Nel 2006, dalle colonne del Corriere della Sera, Pannella tornò sul tema: «Israele è parte dell’Europa, nella storia, nella cultura e nei valori. L’Europa dovrebbe accoglierlo, per coerenza e per convenienza». La sua visione era chiara: un’Europa che si estende oltre i propri confini geografici, costruendo una comunità di democrazie tra le due sponde del Mediterraneo. Il suo disegno includeva Israele, ma anche il Maghreb, la Palestina democratica, la Turchia: un’Unione Europea che diventasse davvero politica, non solo economica.
Naturalmente, la proposta fu accolta con freddezza, se non con aperto scetticismo, da una classe politica abituata a ragionare entro confini consolidati. Ma in quelle parole di Pannella c’era il riflesso di una battaglia coerente con tutto il suo percorso: superare i nazionalismi, costruire spazi transnazionali di diritto, e rendere la democrazia un bene esportabile non con le armi, ma con le istituzioni.
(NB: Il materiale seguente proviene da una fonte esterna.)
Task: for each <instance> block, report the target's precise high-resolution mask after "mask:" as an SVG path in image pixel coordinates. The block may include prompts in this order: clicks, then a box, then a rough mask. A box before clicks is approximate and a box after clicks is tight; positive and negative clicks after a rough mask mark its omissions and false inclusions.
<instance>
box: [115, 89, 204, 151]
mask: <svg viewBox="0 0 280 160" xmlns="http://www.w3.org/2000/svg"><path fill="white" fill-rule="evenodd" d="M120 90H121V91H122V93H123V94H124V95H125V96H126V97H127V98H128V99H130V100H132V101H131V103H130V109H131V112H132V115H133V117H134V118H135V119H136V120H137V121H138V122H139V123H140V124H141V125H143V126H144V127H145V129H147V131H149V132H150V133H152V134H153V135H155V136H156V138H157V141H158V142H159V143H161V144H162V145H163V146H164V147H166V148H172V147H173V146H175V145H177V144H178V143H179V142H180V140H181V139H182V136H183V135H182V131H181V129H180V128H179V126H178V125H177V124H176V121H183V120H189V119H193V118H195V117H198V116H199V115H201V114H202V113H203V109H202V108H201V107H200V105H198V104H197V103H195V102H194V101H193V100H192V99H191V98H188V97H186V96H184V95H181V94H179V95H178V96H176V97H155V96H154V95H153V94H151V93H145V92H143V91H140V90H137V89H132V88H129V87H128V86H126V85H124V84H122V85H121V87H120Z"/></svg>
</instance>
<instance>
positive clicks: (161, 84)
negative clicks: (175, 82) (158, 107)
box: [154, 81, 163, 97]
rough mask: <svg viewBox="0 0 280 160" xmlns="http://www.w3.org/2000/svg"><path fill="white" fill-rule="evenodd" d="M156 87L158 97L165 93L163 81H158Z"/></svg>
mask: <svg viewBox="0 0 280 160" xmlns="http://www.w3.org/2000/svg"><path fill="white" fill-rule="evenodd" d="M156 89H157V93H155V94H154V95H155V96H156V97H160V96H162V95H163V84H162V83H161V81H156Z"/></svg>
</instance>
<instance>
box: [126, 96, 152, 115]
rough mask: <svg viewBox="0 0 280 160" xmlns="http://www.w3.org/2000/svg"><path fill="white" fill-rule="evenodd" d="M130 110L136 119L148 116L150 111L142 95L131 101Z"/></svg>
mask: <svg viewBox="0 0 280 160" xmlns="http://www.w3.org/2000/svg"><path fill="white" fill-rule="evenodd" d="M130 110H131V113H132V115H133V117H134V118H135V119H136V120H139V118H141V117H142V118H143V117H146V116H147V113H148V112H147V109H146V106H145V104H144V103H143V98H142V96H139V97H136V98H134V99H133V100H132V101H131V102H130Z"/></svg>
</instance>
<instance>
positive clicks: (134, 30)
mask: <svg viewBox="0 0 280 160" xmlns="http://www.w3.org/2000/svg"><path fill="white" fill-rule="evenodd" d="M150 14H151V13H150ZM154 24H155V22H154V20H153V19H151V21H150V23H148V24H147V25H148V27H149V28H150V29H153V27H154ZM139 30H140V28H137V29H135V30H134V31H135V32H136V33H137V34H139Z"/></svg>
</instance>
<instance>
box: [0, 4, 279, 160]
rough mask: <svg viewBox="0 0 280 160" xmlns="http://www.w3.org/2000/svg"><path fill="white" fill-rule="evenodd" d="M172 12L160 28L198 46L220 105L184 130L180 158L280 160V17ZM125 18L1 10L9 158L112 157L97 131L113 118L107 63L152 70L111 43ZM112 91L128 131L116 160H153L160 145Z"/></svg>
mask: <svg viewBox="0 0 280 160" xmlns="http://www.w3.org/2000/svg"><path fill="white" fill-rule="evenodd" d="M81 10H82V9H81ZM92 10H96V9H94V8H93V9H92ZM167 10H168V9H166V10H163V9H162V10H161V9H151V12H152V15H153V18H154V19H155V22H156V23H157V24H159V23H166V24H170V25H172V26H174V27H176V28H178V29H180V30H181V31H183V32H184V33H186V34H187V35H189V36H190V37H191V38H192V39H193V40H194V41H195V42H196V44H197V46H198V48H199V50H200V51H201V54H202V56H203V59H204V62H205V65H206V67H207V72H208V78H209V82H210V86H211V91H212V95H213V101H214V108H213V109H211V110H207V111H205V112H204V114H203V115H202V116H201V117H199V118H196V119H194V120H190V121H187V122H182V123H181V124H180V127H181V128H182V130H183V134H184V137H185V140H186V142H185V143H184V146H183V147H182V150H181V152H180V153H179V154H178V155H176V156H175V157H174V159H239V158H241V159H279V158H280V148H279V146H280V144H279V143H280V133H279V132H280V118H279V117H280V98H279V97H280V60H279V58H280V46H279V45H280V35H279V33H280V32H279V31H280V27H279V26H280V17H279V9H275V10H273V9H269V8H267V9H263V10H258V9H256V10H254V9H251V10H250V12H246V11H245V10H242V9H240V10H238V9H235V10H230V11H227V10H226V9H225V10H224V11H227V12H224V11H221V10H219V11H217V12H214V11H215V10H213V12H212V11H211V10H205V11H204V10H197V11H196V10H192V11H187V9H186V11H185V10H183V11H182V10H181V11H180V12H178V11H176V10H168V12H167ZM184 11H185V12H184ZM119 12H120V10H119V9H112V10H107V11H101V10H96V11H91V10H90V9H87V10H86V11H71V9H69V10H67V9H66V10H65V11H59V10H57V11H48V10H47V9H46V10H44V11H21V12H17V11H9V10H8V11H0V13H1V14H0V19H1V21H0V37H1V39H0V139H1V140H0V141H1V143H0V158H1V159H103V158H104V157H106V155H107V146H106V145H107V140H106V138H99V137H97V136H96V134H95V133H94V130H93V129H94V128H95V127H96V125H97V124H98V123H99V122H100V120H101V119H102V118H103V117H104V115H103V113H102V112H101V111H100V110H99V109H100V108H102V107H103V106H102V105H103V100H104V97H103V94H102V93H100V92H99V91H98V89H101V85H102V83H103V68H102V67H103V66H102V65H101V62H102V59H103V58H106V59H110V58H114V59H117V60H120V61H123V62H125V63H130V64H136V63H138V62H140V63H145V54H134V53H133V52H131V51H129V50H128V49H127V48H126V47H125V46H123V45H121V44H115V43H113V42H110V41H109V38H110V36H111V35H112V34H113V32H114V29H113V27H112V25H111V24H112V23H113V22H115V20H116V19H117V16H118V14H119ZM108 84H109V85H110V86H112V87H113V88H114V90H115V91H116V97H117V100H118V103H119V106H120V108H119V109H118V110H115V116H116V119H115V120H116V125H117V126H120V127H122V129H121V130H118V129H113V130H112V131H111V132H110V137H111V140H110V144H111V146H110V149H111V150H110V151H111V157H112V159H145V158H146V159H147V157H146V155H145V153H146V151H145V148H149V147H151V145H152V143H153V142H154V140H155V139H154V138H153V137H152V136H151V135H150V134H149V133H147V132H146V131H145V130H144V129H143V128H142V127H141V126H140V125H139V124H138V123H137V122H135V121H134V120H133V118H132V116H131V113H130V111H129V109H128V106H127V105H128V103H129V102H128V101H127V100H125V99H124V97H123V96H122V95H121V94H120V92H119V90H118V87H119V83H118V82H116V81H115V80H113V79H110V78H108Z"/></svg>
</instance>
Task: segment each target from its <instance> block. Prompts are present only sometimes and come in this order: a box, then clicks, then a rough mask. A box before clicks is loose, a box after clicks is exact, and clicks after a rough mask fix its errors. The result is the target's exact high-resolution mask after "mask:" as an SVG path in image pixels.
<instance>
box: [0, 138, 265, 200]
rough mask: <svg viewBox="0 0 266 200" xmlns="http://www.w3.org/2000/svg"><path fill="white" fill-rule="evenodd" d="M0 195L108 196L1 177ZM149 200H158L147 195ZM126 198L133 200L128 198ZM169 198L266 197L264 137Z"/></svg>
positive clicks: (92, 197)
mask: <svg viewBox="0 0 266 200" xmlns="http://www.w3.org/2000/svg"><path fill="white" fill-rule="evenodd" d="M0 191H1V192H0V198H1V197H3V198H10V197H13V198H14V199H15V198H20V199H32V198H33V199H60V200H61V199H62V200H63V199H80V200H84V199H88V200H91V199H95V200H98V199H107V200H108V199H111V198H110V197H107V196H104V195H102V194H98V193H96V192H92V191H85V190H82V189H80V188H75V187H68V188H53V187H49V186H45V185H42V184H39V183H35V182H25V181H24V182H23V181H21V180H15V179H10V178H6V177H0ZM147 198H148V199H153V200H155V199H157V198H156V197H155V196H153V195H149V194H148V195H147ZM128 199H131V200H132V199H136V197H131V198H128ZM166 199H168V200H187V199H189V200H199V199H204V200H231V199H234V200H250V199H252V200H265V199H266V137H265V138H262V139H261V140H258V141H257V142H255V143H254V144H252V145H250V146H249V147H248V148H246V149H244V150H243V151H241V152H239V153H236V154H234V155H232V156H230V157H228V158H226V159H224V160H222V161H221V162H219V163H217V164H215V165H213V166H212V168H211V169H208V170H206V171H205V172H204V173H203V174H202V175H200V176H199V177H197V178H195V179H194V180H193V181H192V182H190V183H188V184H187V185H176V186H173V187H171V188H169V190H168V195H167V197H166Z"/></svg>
Rileggere oggi quelle parole e quei gesti non significa solo ricordare una proposta politica ormai archiviata, ma riflettere su quanto le intuizioni radicali di Pannella siano ancora attuali. In un’epoca in cui l’Europa fatica a ritrovare un ruolo nel Mediterraneo e nei conflitti del vicino Oriente, la visione di un’Europa più ampia, più inclusiva, più coraggiosa, resta una provocazione da non dimenticare.